Gratitude in the Everyday: Holding the Good and the Hard
Lately I’ve noticed a part of me getting a little salty—and honestly resistant—toward the pop-culture push to “just write a gratitude list” as the cure-all for mental health.
I don’t discount the power of appreciation at all. Gratitude matters. But it’s not a quick fix, and it doesn’t magically erase the harder feelings we’re carrying. For me, gratitude is about learning how to hold appreciation alongside frustration, grief, exhaustion, or disappointment.
It’s the “both/and” of motherhood.
And when I think about this, I always come back to Rick Hanson’s work on the brain’s negativity bias.
Why Our Brains Go Straight to the Hard Stuff (And Why It’s Not Your Fault)
Rick Hanson explains that our brains are wired to latch onto anything that feels stressful or threatening.

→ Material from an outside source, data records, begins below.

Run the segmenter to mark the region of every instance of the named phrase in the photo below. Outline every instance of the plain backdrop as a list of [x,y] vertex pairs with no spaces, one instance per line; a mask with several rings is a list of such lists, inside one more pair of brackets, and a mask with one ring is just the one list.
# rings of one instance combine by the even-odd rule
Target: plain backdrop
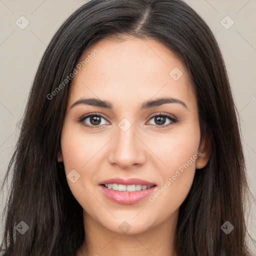
[[[19,120],[46,46],[63,22],[86,2],[0,0],[0,182],[13,152]],[[226,64],[239,112],[252,194],[248,226],[256,240],[256,0],[185,2],[210,28]],[[6,188],[0,196],[0,214],[8,194]],[[250,246],[256,255],[256,245]]]

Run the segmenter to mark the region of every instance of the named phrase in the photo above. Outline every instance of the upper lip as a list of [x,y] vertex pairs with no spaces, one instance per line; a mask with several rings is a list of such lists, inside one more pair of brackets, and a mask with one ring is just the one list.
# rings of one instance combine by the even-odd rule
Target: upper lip
[[128,179],[124,179],[122,178],[113,178],[109,180],[106,180],[100,182],[102,184],[122,184],[124,185],[146,185],[147,186],[152,186],[156,185],[154,183],[142,180],[138,178],[131,178]]

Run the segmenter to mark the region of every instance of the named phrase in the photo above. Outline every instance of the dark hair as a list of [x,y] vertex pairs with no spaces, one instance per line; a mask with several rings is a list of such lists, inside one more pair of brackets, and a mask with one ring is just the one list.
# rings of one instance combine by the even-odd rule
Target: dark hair
[[[208,162],[196,170],[180,208],[178,255],[250,255],[244,216],[250,190],[225,65],[209,28],[180,0],[92,0],[57,31],[34,78],[2,186],[12,170],[0,249],[7,256],[70,256],[82,244],[82,209],[56,157],[70,82],[52,100],[48,96],[72,73],[90,46],[125,35],[154,40],[182,62],[197,98],[201,136],[210,140]],[[227,220],[235,228],[228,235],[220,228]],[[22,235],[15,228],[21,221],[29,226]]]

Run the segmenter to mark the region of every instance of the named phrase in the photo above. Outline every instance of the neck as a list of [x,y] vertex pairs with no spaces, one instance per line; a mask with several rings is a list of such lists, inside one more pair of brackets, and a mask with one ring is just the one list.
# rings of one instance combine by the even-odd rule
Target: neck
[[116,233],[84,211],[86,239],[77,256],[176,256],[174,250],[178,210],[164,222],[140,234]]

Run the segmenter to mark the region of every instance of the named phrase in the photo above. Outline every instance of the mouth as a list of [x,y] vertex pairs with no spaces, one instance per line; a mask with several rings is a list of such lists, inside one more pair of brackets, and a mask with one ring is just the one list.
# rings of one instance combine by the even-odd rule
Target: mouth
[[156,185],[146,186],[142,185],[140,184],[124,185],[124,184],[110,183],[110,184],[100,184],[100,186],[104,186],[106,188],[108,188],[108,190],[112,190],[116,191],[128,191],[129,192],[134,192],[135,191],[148,190],[152,186],[156,186]]
[[156,190],[156,184],[138,178],[120,178],[104,180],[99,186],[104,195],[112,202],[122,204],[136,204],[148,197]]

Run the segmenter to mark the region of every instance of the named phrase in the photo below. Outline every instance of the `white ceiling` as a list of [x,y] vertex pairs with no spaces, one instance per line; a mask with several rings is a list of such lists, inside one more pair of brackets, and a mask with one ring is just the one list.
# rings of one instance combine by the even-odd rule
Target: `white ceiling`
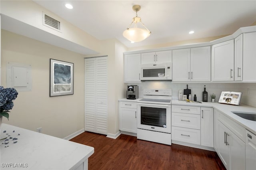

It kept our ancestors alive, but today it often looks like:
replaying the hard moments
minimizing what went well
focusing on the meltdown, not the hug
feeling like we’re failing, even when we’re doing so much right
Gratitude becomes less about “thinking positively” and more about gently retraining the mind to notice the full picture. It’s like telling your brain:
“Yes, the hard stuff is real… and there was good here too.”
Not to override the hard. Just to keep your lens wide enough to see all of it.
When Parenting Feels Overwhelming: Gratitude as a Balancing Tool
I notice negativity bias most on the messy parenting days—the ones where the inner soundtrack is something like: This f-n sucks…I’m failing at motherhood. Why is this so hard?
The negativity bias shows up when my parts are hyper-focused on the problems—what’s wrong or what I need to fix about my kids/house/career instead of what’s going right.
On those days, gratitude isn’t about pretending I’m having a magical day with my kids. It’s about finding balance: the good AND the bad. The joys AND the sorrows.
Sometimes at night I pause and ask myself:
“What was one tiny win today?”
Maybe one kid made the other laugh.
Maybe I took a breath instead of snapping.
Maybe we shared a quick moment of connection.
Maybe I was a little kinder to myself.
These small things don’t erase the struggle, but they widen the frame. They remind me that I am a good mom, that my kids feel safe and loved, and that the hard parts aren’t the whole story.
Holding Hard Feelings Without Forcing Positivity
Here’s the truth: gratitude doesn’t cancel out frustration, sadness, or disappointment. True gratitude doesn’t mean we invalidate the parts of us that are carrying pain.
You can feel grateful and wish parts of the day were different.
You can appreciate your kids and need a break from them.
You can love your life and still have parts that long for something else.
And layered underneath this is one of the biggest myths of motherhood:
the myth that a “good mother” must love every part of motherhood and feel grateful for every moment.
This belief sets us up to feel ungrateful or like we’re failing when we don’t — and it’s simply not true.
Not loving every aspect of motherhood does not make you a bad mother.
It makes you human.
I tell my kids all the time:
“You’re allowed to feel upset. Let’s sit with it.”
We get to offer ourselves that same care.
Holding space for the hard doesn’t mean you’re ungrateful.
Holding space for gratitude doesn’t mean ignoring what hurts.
Both belong.
How “Both And” Creates Real Emotional Safety
When I let myself feel the full mix—frustration, gratitude, tenderness, exhaustion—I’m modeling something essential for my kids:
All feelings matter. All parts belong. None of them make us bad or wrong.
Naming what I appreciate, even on a hard day, isn’t about forcing positivity. It’s about widening the space inside so there’s room for everything. This helps my inner system relax and feel accepted, and it models to my kids that they can show up with curiosity, care, and kindness to all of their inner parts too. This builds resilience. This helps them develop what they need to navigate all the feels of this human life.
A Gentle Invitation
As you move through these next few weeks, consider this:
Can you make room for all your parts?
The frustrated ones.
The tired or lonely ones.
The ones who wish things were different.
The ones who feel grateful.
Pause before reacting. Give each part some space, attention, and care. Let it know its feelings make sense.
When we stop shaming parts to force positivity, something softens.
We reconnect with ourselves. We model resilience for our children.
And everyone—every part—feels a little safer and more understood. That’s something to be grateful for.